Given the horrendously complicated nature of tax arrangements that span companies and continents, there is a need for more pairs of eyes, not less. Tax authorities have not been immune to swingeing public sector cuts, and despite all the new information available to them, there is a risk they will not see the wood for the trees.

Companies know that officials will only prosecute a small number of cases they are sure to win, so the deterrent effect will be minimal.

In many cases we are not talking about impartial and efficient administration, but painstaking negotiations between opposing legal teams poring over the accumulated loopholes, anomalies and case law that make the application of tax rules such an attractive intellectual sport for some.

In these circumstances, we do not have the rule of law, but the rule of lawyers.

The antidote

Fortunately, there is an antidote to this notion that taxation of multinational companies must of necessity be a black box.

Country-by-country reporting legislation, which requires public disclosure of financial information for each country of operation, is in place for EU banks since last year.

In July, the European Parliament voted for an extension of this measure to all large EU-based companies as part of the review of the Shareholders Rights Directive.

Now the Parliament needs to face down sceptical member states in negotiations that will start later this month, but if successful we would have a basic measure of transparency that would flag up the kinds of special arrangements that companies had with the Luxembourg authorities in other parts of the world.

It would allow an informed public debate on tax policy, rather than a debate that is currently informed by scandal and hearsay.

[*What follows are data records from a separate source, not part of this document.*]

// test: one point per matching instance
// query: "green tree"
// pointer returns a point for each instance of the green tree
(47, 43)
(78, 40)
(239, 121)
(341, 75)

Resolution of the negotiations between Parliament and Council may fall to Dutch officials as part of their country’s presidency of the EU in 2016.

One rather hopes that they will remember the example of their eighteenth century forbears, for whom the corruption of the tax administration was a potent symbol of a wider malaise.

On such a vital topic, one that goes right to the heart of our conceptions of citizenship and representation, there really is no alternative to transparency and public engagement.

Carl Dolan is director of the Transparency International Liaison Office to the European Union (TI EU)

Disclaimer

The views expressed in this opinion piece are the author's, not those of EUobserver.